François Hollande, favori des sondages face au président sortant Nicolas Sarkozy, a fait cette annonce lundi soir lors d'une émission sur la télévision privée TF1. «J'ai considéré, j'en fais ici l'annonce, qu'au-dessus d'un million d'euros par an, le taux d'imposition devrait être de 75%. Ce n'est pas possible d'avoir ces niveaux de rémunération», a-t-il déclaré. «J'ai appris les progressions considérables des rémunérations des patrons du CAC 40 (NDLR: l'indice boursier regroupant les plus grandes entreprises françaises), deux millions d'euros par mois en moyenne. Comment l'accepter?», a-t-il ajouté.

François Hollande, qui avait lancé sa campagne fin janvier en estimant que son «adversaire» était «le monde de la finance», a ainsi ajouté un étage supplémentaire à la réforme fiscale qu'il entend appliquer s'il est élu à la présidence française lors du scrutin des 22 avril et 6 mai prochains. Jusqu'à présent, il proposait de créer une nouvelle tranche d'imposition de 45% pour les revenus annuels supérieurs à 150 000 euros par personne.
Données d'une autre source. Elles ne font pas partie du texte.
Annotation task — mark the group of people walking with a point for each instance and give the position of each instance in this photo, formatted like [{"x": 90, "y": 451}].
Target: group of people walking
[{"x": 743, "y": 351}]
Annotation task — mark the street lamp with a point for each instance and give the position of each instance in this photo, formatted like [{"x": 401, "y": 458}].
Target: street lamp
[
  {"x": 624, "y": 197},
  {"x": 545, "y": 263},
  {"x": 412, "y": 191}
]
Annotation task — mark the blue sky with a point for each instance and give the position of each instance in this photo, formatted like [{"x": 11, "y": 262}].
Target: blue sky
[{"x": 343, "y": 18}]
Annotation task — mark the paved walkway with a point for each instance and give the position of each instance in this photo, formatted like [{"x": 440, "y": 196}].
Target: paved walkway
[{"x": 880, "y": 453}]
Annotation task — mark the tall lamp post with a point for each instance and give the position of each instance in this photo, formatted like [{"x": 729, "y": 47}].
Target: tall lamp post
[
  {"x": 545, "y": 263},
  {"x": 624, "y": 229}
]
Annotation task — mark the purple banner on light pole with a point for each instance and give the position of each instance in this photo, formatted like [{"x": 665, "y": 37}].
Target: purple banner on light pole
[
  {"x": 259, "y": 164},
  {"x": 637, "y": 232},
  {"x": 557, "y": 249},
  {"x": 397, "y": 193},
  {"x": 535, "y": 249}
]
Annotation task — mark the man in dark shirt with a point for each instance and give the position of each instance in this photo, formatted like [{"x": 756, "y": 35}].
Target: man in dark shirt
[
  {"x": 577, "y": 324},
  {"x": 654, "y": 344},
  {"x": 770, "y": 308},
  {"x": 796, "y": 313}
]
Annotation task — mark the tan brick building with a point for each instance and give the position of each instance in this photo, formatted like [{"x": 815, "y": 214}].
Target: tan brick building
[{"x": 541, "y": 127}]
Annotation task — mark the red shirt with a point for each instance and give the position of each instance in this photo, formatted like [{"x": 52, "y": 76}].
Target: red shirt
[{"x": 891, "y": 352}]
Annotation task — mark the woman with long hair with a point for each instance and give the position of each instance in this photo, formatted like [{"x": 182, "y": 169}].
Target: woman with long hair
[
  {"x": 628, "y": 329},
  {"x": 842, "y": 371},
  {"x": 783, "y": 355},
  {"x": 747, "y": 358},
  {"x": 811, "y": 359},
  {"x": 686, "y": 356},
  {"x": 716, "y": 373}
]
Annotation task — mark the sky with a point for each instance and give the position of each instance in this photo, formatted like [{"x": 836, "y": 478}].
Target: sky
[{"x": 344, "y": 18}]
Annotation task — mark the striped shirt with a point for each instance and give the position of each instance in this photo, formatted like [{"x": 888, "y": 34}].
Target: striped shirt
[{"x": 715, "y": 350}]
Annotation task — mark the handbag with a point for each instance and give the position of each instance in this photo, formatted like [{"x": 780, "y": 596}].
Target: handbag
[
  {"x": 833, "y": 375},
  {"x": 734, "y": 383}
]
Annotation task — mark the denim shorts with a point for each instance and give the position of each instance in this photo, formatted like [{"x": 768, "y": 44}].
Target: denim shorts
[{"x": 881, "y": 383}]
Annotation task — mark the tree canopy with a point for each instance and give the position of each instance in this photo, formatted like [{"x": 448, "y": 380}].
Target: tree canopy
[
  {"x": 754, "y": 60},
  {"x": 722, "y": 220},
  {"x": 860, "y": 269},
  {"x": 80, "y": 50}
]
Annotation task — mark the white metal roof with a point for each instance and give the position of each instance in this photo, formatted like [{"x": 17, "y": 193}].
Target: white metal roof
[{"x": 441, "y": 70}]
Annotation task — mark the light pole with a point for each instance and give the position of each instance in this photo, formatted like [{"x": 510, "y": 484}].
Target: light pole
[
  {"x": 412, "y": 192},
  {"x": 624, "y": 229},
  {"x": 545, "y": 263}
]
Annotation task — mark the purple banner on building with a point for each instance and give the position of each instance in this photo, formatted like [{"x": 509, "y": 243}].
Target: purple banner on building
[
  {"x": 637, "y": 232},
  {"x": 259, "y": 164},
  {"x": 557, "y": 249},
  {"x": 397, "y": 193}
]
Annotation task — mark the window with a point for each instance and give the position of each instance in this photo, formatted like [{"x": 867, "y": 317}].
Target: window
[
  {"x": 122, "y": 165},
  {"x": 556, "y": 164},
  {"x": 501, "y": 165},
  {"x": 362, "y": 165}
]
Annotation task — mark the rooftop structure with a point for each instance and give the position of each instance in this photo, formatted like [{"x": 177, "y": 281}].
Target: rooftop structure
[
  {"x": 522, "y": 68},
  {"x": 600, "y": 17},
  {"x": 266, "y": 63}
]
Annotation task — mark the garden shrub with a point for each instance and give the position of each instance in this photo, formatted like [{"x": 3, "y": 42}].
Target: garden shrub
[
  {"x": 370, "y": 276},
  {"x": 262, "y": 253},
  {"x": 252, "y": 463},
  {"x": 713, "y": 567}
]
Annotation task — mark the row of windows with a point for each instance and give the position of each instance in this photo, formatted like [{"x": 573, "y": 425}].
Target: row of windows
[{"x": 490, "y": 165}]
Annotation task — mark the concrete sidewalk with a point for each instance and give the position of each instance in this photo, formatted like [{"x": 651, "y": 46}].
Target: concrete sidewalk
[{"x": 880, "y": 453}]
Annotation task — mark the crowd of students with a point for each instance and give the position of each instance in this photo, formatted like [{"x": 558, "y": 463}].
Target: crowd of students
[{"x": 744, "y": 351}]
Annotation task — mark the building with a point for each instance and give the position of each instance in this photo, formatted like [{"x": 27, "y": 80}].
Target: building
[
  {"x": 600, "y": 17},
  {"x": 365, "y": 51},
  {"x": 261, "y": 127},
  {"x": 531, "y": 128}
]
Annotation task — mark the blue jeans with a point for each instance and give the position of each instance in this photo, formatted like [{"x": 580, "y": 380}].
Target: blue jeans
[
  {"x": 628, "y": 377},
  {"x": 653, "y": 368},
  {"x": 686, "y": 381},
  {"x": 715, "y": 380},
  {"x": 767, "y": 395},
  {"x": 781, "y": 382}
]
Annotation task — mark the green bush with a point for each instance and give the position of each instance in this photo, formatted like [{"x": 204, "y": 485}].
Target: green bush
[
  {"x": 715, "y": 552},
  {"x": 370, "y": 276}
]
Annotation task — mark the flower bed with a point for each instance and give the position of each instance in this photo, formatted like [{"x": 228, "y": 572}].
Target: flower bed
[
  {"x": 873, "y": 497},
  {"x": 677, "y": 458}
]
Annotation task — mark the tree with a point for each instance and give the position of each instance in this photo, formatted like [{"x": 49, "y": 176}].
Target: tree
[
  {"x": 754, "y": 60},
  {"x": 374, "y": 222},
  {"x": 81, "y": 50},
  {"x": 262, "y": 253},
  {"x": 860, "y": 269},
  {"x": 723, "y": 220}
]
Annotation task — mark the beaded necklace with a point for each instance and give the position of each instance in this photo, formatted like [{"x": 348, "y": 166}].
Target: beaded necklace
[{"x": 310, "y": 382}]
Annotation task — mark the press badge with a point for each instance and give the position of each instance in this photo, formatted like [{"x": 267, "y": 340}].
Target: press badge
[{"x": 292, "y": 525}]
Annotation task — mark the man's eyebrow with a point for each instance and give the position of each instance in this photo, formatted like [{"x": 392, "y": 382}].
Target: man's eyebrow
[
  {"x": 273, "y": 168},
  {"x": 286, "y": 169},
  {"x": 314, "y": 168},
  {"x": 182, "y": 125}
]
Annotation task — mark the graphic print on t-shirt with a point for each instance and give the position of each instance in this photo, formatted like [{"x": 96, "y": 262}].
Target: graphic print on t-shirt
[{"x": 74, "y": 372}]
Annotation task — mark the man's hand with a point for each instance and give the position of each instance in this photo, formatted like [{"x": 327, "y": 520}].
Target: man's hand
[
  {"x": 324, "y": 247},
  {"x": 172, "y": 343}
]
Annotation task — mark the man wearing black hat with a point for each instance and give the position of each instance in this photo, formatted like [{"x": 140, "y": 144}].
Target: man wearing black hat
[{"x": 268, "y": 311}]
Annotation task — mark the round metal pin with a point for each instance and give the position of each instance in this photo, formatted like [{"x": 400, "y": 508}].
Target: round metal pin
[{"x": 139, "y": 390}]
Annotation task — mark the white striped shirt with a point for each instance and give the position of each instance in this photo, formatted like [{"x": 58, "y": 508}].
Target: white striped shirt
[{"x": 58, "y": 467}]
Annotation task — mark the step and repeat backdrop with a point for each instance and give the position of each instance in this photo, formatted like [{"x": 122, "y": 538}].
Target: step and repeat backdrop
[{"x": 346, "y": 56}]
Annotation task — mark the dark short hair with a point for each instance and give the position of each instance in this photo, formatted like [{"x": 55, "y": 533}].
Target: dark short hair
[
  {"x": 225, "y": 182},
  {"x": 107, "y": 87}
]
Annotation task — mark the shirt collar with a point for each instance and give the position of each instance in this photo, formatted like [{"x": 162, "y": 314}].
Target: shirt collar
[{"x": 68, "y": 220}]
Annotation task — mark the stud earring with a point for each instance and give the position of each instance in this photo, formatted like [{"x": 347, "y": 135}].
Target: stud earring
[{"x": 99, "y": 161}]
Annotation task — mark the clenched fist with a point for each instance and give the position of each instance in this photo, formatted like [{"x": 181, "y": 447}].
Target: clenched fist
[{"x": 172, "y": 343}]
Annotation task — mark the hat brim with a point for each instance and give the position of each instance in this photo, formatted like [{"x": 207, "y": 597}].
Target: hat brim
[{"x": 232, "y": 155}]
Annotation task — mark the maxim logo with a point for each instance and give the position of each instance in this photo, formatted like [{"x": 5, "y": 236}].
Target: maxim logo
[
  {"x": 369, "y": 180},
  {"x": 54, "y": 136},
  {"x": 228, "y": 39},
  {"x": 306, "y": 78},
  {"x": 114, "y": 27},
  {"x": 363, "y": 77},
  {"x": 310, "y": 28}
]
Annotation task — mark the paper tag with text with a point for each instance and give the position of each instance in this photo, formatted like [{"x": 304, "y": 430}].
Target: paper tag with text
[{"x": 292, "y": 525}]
La droite dénonce une «inflation fiscale»

Le gouvernement, par la voix de la ministre du Budget, Valérie Pécresse, a immédiatement dénoncé «l'inflation fiscale du programme» du candidat socialiste. François Hollande «chaque semaine invente une nouvelle taxe sans jamais proposer la moindre économie», a-t-elle affirmé. La proposition choc du candidat socialiste suscitait de nombreux commentaires mardi matin, notamment sur le site Internet du quotidien conservateur Le Figaro. «Moi qui gagne plus d'un million d'euros par an, je me demande ce qu'il va faire des 750 000 euros qu'il va me prendre», se demandait une lectrice, tandis que d'autres mettaient en avant le risque de voir les riches contribuables s'exiler pour des raisons fiscales, en Suisse ou en Belgique par exemple.

À son arrivée au pouvoir en 2007, le président sortant Nicolas Sarkozy avait mis en place un «bouclier fiscal» limitant à 50% l'imposition totale des plus riches. Il s'agissait d'éviter l'évasion fiscale et la fuite des cerveaux, et aussi selon lui de créer «un choc de croissance» en favorisant l'investissement en France. Face à la crise économique, le dispositif avait été aboli l'été dernier.